Deyimler
Anlatımı güçlendirmek için, bir anlamı karşılamak üzere bir araya gelen kalıplaşmış sözlerdir.
Sözcüklerin yerine eş anlamlısı kullanılamaz, yeri değiştirilemez.
– Baltayı taşa vurmak yerine, baltayı kayaya vurmak;
– Korku saçmak yerine, korku dağıtmak;
– Akla karayı seçmek yerine, karayla akı seçmek;
– Sözü ağzında gevelemek yerine, ağzında sözü gevelemek,denemez.
– Acemi çaylak, sen bunu yapamazsın, yerine, tecrübesiz çaylak denemez.
– Burnu havada, yerine burnu göklerde vs. denemez.
Anlatımı güzelleştirmeye, güçlendirmeye yarar.
– Söz dinlememek, baskı altına alınamamak sözleriyle anlatılabilecek bir durum, ele avuca sığmamak deyimiyle,
– Bir şeyi yapmak için kendiliğinden bir istek duymak sözleriyle anlatılabilecek bir durum, içinden gelmek deyimiyle,
– Çok iyi, çok güzel sözleriyle anlatılabilecek bir durumu gül gibi deyimiyle anlatmak, anlatımı çok daha etkili kılar.

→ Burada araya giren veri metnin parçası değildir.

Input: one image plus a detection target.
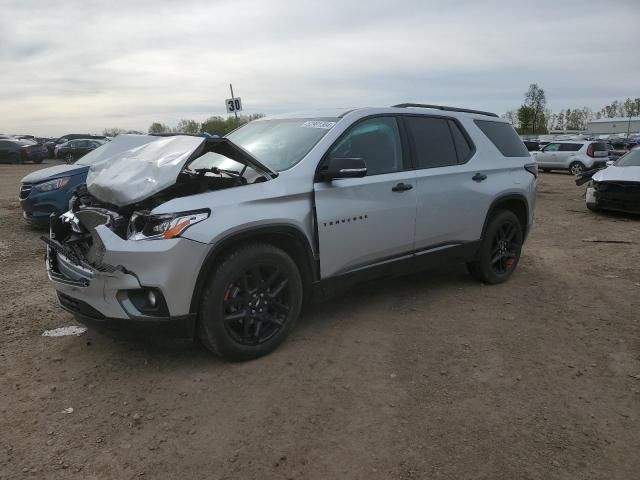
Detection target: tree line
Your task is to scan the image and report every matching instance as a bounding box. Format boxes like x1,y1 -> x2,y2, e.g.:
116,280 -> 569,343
503,83 -> 640,135
102,113 -> 264,137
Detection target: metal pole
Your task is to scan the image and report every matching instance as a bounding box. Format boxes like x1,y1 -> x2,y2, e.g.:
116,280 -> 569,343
229,84 -> 238,125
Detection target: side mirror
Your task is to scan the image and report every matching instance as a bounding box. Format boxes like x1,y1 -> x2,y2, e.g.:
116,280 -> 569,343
319,157 -> 367,182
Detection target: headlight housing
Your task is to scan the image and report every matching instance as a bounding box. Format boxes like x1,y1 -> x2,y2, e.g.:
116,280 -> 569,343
127,209 -> 211,240
33,177 -> 71,192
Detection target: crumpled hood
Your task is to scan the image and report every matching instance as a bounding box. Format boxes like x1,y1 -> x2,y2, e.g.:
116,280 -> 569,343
82,135 -> 205,207
592,165 -> 640,182
21,164 -> 89,183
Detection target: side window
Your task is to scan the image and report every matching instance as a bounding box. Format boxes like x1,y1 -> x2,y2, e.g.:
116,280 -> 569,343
544,143 -> 560,152
404,117 -> 458,168
329,117 -> 404,175
449,120 -> 476,163
474,120 -> 529,157
560,143 -> 582,152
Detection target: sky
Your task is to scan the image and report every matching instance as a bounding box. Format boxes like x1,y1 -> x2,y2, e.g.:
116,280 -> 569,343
0,0 -> 640,136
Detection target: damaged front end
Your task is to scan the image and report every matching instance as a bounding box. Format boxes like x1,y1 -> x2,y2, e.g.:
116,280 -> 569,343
42,136 -> 268,330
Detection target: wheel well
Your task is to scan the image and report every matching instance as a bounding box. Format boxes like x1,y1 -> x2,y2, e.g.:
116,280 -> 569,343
190,227 -> 317,313
482,195 -> 529,238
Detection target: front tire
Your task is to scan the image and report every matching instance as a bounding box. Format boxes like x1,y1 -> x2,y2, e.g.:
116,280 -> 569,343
569,162 -> 584,175
467,210 -> 524,285
198,243 -> 303,361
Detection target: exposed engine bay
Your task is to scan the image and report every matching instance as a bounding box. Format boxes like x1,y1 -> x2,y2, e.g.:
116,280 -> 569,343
43,136 -> 277,271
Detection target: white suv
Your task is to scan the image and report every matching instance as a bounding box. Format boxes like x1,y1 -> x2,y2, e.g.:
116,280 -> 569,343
531,140 -> 609,175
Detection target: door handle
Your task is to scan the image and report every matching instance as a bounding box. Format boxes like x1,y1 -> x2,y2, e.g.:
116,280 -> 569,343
391,182 -> 413,192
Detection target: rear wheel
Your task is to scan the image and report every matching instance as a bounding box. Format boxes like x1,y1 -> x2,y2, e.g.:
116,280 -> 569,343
467,210 -> 524,284
198,244 -> 303,360
569,162 -> 584,175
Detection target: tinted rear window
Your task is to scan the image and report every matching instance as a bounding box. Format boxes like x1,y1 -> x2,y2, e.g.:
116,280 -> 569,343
560,143 -> 582,152
475,120 -> 529,157
405,117 -> 458,168
449,120 -> 473,163
593,143 -> 609,152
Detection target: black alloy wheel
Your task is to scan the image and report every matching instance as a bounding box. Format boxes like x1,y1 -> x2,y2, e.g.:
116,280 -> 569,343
223,264 -> 291,345
467,210 -> 524,284
491,220 -> 519,275
198,243 -> 303,360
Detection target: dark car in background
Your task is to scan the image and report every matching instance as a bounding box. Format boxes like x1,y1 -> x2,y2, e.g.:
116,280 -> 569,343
54,138 -> 104,164
45,133 -> 107,157
20,144 -> 107,228
0,138 -> 47,163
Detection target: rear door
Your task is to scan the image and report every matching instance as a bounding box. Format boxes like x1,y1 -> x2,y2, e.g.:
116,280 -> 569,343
314,116 -> 417,278
403,116 -> 490,250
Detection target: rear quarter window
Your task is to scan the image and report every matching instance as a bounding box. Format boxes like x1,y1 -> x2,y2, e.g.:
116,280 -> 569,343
474,120 -> 529,157
560,143 -> 583,152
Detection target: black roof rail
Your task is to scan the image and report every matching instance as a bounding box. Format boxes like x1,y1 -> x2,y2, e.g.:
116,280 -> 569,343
392,103 -> 500,118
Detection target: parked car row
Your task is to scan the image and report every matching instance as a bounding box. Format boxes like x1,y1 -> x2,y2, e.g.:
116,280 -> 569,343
26,104 -> 537,360
53,139 -> 106,164
45,133 -> 108,158
531,140 -> 609,175
576,148 -> 640,213
0,138 -> 47,163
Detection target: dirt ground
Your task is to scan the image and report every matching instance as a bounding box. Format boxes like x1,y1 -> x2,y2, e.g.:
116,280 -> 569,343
0,165 -> 640,480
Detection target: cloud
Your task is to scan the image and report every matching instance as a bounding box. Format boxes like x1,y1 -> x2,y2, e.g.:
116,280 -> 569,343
0,0 -> 640,135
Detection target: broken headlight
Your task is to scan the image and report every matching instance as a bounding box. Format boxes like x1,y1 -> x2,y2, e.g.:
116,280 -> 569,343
127,209 -> 211,240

Kuruluşlarına göre mastarlı, mastarsız, kafiyeli, cümle ve öykü biçimindedir.
Mastarlılar
– El açmak
– Yüz bulmak
– Başa kakmak
– Gözleri yaşarmak
– Yüreği ağzına gelmek
– Tepesi atmak
– Açlıktan nefesi kokmak
– Etliye sütlüye karışmamak vs.
Mastarsızlar
– Ateş pahası
– Balık kavağa çıkınca
– Ağzı kalabalık
– Bardaktan boşanırcasına
– Hanım evladı
– Kırk yılda bir
– Çenesi düşük
– Yükte hafif, pahada ağır…
Kafiyeliler
– Saldım çayıra, Mevla’m kayıra.
– Ya devlet başa ya kuzgun leşe.
– Tencere tava, herkeste bir hava.
– Herkes gider Mersin’e, biz gideriz tersine.
– Ele verir talkını, kendi yutar salkımı.
– Babamın adı Hıdır, elimden gelen budur.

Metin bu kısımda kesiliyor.